The proposed budget provides for the first cost of living raise for more than 30,000 state employees who don’t work at the state’s higher-education institutions, for the first time three years.

They would get 2 percent raises in fiscal 2014.

The total cost of the 2 percent raises for those employees will be $30.3 million - including $11.9 million in general revenue - in fiscal 2014, said state budget administrator Brandon Sharp.

The average annual salary for those employees is $38,725, and a 2 percent raise would increase that by $774, he said.
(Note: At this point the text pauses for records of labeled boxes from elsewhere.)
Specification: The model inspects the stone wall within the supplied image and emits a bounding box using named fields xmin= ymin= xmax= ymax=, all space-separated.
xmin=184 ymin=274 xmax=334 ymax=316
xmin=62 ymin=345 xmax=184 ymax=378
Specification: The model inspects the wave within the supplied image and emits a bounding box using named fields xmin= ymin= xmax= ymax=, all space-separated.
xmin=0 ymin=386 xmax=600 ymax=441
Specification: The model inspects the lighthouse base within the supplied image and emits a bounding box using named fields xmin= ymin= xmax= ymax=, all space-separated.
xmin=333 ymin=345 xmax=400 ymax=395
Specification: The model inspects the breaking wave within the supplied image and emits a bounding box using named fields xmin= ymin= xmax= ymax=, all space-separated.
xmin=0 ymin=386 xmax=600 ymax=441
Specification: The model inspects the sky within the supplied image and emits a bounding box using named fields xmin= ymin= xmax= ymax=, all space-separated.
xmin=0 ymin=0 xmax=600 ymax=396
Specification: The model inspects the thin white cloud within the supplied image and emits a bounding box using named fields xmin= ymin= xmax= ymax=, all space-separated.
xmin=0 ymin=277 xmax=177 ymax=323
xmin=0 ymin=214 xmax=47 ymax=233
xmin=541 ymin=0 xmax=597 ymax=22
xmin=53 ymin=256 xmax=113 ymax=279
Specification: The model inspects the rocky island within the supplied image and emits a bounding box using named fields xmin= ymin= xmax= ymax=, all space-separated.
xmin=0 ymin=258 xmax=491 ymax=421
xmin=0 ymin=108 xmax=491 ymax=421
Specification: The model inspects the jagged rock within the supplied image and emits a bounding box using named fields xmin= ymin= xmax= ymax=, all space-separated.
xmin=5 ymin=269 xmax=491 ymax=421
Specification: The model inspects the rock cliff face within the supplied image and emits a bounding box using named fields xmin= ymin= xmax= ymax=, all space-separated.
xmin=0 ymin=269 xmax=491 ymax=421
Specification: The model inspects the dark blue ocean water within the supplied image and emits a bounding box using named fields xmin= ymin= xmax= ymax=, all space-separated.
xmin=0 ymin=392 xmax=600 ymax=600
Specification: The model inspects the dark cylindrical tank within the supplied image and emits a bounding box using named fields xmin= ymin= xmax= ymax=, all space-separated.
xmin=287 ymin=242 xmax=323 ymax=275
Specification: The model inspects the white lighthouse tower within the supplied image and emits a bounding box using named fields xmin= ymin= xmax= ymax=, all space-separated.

Lawmakers declined to give the state workers cost-of-living raises in fiscal 2012 and 2013.

SB22 and HB2233 divide the projected general revenues into A, B and C categories with the first $4.786 billion going to the A category, the next $131 million to the B category and the next $6.65 million to the C category.

The three categories total $4.924 billion. The state’s revenue forecast for fiscal 2014 fully funds categories A and B, and tax collections beyond that could cover Category C.

The proposed budget factors in $10 million in reduced revenue from tax cuts in fiscal 2014 and $18 million in rainy day funds.

Under the proposed budget, the Public School Fund providing state aid for the state’s 239 districts would increase by nearly $47 million to $2.046 billion. That would all be in the A category.

The state Department of Human Services would get a nearly $95 million increase to $1.226 billion, with the state’s Medicaid program getting an $85 million increase to $890 million. All but $1.7 million for the department’s Behavioral Health Services Division would be in Categories A and B.

Beyond that $1.7 million, Category C also includes $2.6 million for the University of Arkansas for Medical Sciences, $1.587 million for the state Health Department and $687,500 for the state Department of Correction.

Beebe said the funding in Category C would be aimed at partially covering uncompensated medical care at these agencies for a half year. One of the advantages of the “private option,” using federal Medicaid dollars to purchase private health insurance for about 250,000 uninsured Arkansans, is the reduction in uncompensated care costs for the state, Beebe added.

The funding for the state’s higher education institutions would increase by $7 million to $736 million with all but the $2.6 million for uncompensated care at UAMS in Categories A and B.

The proposed budget would cut the University of Arkansas for Medical Sciences’ budget from $95.6 million to $94 million. UAMS would get $90.4 million in the A category, $1 million more in the B category and then $2.6 million more in the C category - ifC category money becomes available.

But UAMS Chancellor Dan Rahn said that “this cut in our core academic operating budget is disappointing especially at a time when UAMS is being challenged to educate more health care professionals to meet the needs of the future.

“This cut will make that task more difficult. This is money we use to support the education of doctors, nurses, pharmacists and other care providers. We are just learning of this now, and how we will make the necessary adjustments is still to be determined. We understand the challenges that the state is facing and that the Governor and the General Assembly are trying to address them. UAMS specifically is facing significant challenges that are further complicated by cuts at the federal level,” he said.

But Senate President Pro Tempore Michael Lamoureux, R-Russellville, said he would understand Rahn’s concern if UAMS only receives funding for Category A in fiscal 2014.

But he said he expects state tax collections to fully fund Categories A, B and C for UAMS in fiscal 2014.

Plus, Lamoureux said he expects UAMS to receive several millions in surplus funds from the state.